State schools in England are on the brink of significant funding cuts, which could lead to school closures, larger class sizes, and reduced extracurricular activities. This alarming prospect follows an announcement by Chancellor of the Exchequer Rachel Reeves, stating that from the 2028/29 fiscal year, the costs associated with special educational needs and disabilities (SEND) provision will be integrated into the existing budget of the Department for Education (DfE) instead of being funded by local authorities.
The Government has yet to clarify how it intends to manage the anticipated £6 billion cost associated with this funding shift. Additionally, the Office for Budget Responsibility (OBR) has indicated that “no savings have been identified” to alleviate the financial pressure the DfE will face. If SEND provision were to be fully funded within the DfE’s core schools budget of £69 billion, it would result in a 1.7 percent fall in spending per pupil in mainstream schools, rather than the planned 2.4 percent increase, raising serious concerns among education leaders.
The implications of these funding changes have prompted strong reactions from education unions. The National Education Union (NEU) has warned that cuts to per-pupil funding would have a “catastrophic impact on educational provision.” The union has signaled its readiness to ballot for strike action in response to these funding pressures.

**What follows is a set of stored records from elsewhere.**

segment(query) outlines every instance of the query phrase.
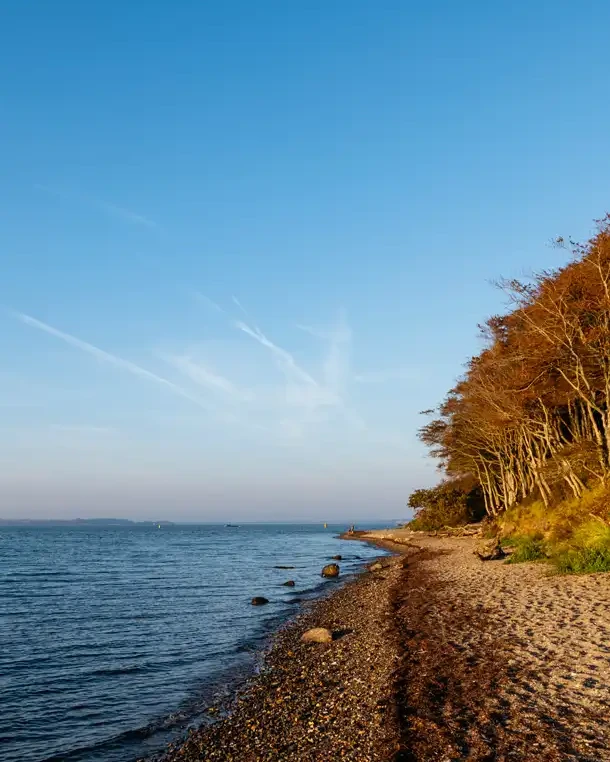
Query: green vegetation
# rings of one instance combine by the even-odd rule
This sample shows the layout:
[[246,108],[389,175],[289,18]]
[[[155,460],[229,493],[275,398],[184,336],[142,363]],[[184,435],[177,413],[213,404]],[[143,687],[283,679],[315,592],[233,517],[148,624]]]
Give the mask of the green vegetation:
[[610,571],[610,525],[593,516],[569,540],[557,543],[551,558],[562,574]]
[[608,506],[610,492],[598,485],[550,509],[540,501],[511,508],[496,523],[502,545],[514,548],[508,563],[545,559],[560,574],[610,571]]
[[592,574],[610,571],[610,548],[585,548],[561,553],[553,559],[560,574]]
[[418,489],[409,497],[415,517],[407,525],[414,531],[434,531],[478,521],[485,514],[482,496],[476,486],[443,482],[432,489]]
[[509,541],[505,540],[502,545],[507,548],[514,548],[507,563],[519,564],[526,561],[545,561],[547,559],[546,544],[542,537],[521,535],[507,539]]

The situation is compounded by the increasing financial strain on local authorities, which have been grappling with a surge in the number of children requiring Education, Health and Care Plans (EHCPs). These plans are costly and have contributed to growing deficits within local budgets. In 2020, the Government allowed local authorities to disregard deficits related to SEND, but this measure is set to expire in 2028, at which point cumulative deficits are projected to reach £14 billion.
Education leaders are voicing urgent calls for clarity from the Government on how it plans to manage the financial implications of SEND provision without negatively impacting broader school funding. Julia Harnden, deputy policy director at the Association of School and College Leaders (ASCL), pointed out that even with current funding plans keeping pace with inflation, schools are already facing significant cost pressures.

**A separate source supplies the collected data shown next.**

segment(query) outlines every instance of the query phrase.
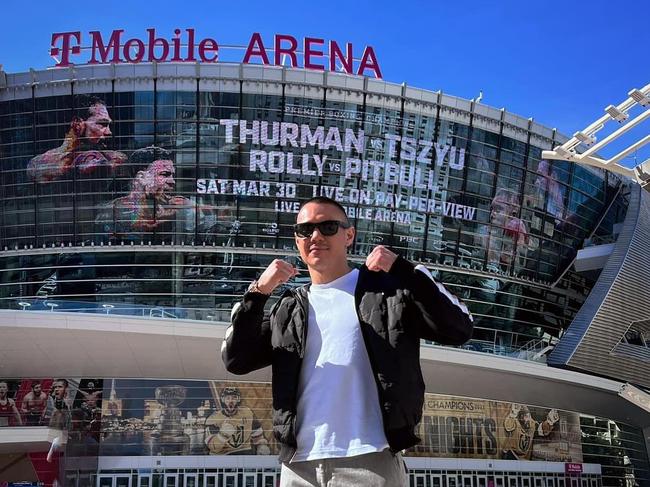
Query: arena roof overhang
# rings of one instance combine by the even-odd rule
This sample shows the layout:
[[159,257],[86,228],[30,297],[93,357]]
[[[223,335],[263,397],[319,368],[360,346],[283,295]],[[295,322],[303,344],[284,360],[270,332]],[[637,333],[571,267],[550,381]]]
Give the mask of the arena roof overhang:
[[[223,324],[84,313],[0,311],[0,376],[141,377],[270,381],[266,368],[228,373]],[[545,364],[423,346],[428,392],[556,407],[650,427],[623,383]]]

“If we end up in a situation where funding rates actually fall in real terms, the impact on schools would be even more severe,” she stated. Harnden emphasized that without adequate funding, schools would likely have to close smaller primary schools, increase class sizes, and implement deeper cuts to both curricular and extracurricular activities.

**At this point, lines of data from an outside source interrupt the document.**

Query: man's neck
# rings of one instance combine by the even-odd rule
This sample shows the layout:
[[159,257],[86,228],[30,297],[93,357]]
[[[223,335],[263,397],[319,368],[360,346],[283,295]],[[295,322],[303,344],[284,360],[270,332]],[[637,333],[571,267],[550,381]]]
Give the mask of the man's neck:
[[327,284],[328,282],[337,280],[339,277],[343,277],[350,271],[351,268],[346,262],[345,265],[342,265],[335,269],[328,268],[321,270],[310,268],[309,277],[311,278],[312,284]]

The impending reforms to the SEND system, which are expected to be announced early in the new year, have also raised concerns among parents. Many fear that their children might lose access to critical support through EHCPs, particularly if the system is not adequately funded.
In addition to the SEND funding changes, Reeves announced funding for secondary school libraries and playground improvements. Nevertheless, education unions have criticized the Chancellor for not providing adequate support to boost overall school budgets, which they describe as “running on empty.”
The NEU’s general secretary, Daniel Kebede, emphasized the need for urgent action, stating, “We must convince this Government to change course – even if that means balloting for strike action. We must – and we will – save our schools.”
As the education sector braces for potential upheaval, the pressure on state schools continues to mount, leaving many stakeholders anxious about the future of educational provision in England.